Barnum has meant the recognition Dale has sought since he left home at 16 to join a vaudeville troupe. Along the way he has been a magician, comedian and songwriter. His lyrics for the title song of the 1966 movie Georgy Girl won him an Oscar nomination.
Known as a quick study, Dale learned many of his Barnum routines at a Manhattan circus school the month before the show opened in May. His breath-takingly energetic performance has left him 16 pounds lighter, but so far he has escaped with minor bruises. He wasn't so fortunate in Scapino, a musical version of a Molière farce. Cast as a scamp, he injured the rib doing a somersault and the heel when he failed to catch a swinging rope. Yet he never missed a performance. "I'm not a fatalist," Dale says. "I don't think of dying, but of living. I wasn't born for millions of years and it didn't bother me at all."

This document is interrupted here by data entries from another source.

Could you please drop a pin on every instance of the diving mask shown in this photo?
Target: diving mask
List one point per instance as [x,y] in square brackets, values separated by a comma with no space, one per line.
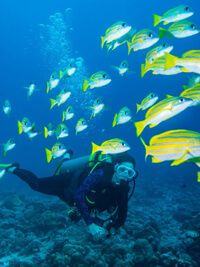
[124,172]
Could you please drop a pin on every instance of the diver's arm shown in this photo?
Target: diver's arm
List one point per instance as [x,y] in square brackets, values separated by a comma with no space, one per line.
[122,203]
[91,180]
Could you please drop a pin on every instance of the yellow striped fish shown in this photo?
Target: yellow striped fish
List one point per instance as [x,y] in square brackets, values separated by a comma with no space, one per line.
[142,39]
[163,110]
[195,79]
[112,146]
[158,51]
[114,32]
[193,93]
[177,146]
[190,61]
[158,67]
[180,29]
[174,14]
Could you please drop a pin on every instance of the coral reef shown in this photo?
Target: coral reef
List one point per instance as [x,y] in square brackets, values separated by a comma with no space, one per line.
[158,232]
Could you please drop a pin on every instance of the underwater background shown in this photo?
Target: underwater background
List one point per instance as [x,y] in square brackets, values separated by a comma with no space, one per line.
[40,37]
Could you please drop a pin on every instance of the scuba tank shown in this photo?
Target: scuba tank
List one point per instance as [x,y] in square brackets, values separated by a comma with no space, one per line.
[72,165]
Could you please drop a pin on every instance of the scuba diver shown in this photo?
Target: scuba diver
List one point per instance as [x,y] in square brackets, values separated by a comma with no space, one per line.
[97,188]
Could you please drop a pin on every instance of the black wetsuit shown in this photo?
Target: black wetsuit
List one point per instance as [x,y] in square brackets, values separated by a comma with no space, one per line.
[88,191]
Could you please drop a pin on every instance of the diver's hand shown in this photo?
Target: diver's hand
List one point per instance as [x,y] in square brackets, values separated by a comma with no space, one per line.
[97,232]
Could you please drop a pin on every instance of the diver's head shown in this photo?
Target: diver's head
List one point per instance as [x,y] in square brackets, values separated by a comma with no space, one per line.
[124,169]
[124,172]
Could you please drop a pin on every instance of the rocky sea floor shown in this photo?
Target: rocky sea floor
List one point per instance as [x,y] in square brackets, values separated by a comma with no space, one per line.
[162,229]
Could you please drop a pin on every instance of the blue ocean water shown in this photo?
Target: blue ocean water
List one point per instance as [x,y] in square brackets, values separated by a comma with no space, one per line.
[31,50]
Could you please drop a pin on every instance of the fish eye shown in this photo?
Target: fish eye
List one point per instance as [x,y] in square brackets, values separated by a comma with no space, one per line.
[150,34]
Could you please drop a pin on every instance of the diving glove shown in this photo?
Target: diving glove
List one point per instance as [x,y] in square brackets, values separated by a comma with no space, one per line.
[10,167]
[97,232]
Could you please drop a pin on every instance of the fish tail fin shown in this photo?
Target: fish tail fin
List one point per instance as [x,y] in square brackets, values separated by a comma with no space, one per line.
[156,19]
[61,74]
[145,146]
[129,47]
[185,70]
[102,41]
[85,85]
[170,61]
[47,88]
[198,177]
[45,132]
[140,125]
[95,148]
[114,123]
[143,70]
[63,116]
[163,32]
[138,106]
[52,102]
[48,155]
[20,127]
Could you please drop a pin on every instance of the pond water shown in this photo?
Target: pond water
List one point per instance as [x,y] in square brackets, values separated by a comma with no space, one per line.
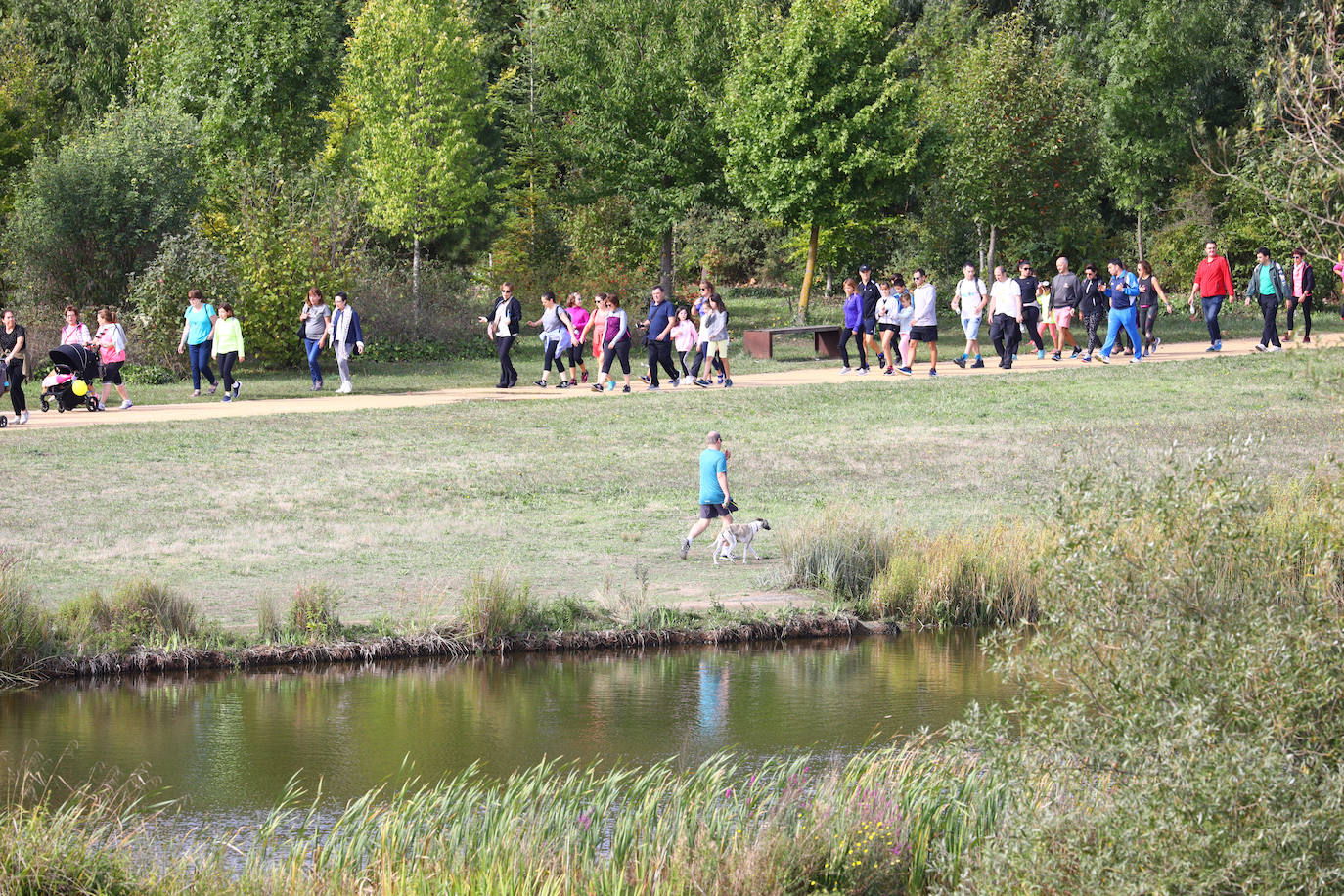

Where he was born did depress him. His hometown of Rothwell, 170 miles north of London, had 17 factories, 17 pubs and no movie theaters. "I had a dream when I was 9," he says, "a dream about hearing laughter." Dale's father, William Smith, worked in a foundry and his mother, Miriam, in a shoe factory. Jim changed his surname in 1954 because there were two other British comics named Jim Smith. "I kept receiving their notices—which were better than mine," he jokes. Dale's younger brother, Michael, now 36, became a welder. "I don't know what made me so different," the actor says. His visits home were disconcerting at first: "I wanted to talk about my ambitions and dreams. They wanted to talk about Mrs. Wilson's cat having kittens."
By the time he was 21, Dale found himself a pop singing star, thanks to an appearance on a TV rock show. After that he was able to manage a respectable income for his wife, Patricia Gardiner, a nurse, and a growing family. They eventually had four children (Belinda, now 23, Murray, 20, Adam, 17, and Toby, 14). Dale later became a disc jockey, TV talk show host and movie actor. In 1969, at the invitation of Laurence Olivier, he joined Britain's National Theatre, and in 1974 he made his first U.S. appearance with the group in The Taming of the Shrew. Two months later he opened on Broadway in Scapino.
Since then Dale has acted in three Walt Disney films (Pete's Dragon, Hot Lead and Cold Feet and Unidentified Flying Oddball). He and his wife separated in 1977, and the following year Jim left London for Manhattan. Though not yet divorced, Dale has a new love, Julie Schafler, 32, owner of an expensive Manhattan boutique. They live in separate apartments but share midnight dinners. "During curtain calls I am always thinking, 'I'll be with Julie in 20 minutes,' " Dale says. In spare moments they shop for antiques or puppets and clowns for Jim's collection.
Dale envisions a future doing films "for bread" and theater "for love." After his one-year contract with Barnum expires, he hopes to find another play that "allows me to give people something more exciting than this humdrum existence. I want to show them a rainbow."
Don't wish actor Jim Dale the traditional "Break a leg." In his last hit, he cracked a rib in three places and fractured his heel. Now, as the star of Barnum on Broadway, Dale has a chance to ruin himself good. He is catapulted into the spotlights by a trampoline early in the first act and later walks the length of the St. James Theater stage on a tightwire. "The nights old P.T. is not very pleased," Dale says, "he kicks the rope from under me." Jim falls about once a week and even toppled twice one evening. No matter. His showmanship could not be more surefooted, and last week the 44-year-old British actor won a Tony for best performance in a musical.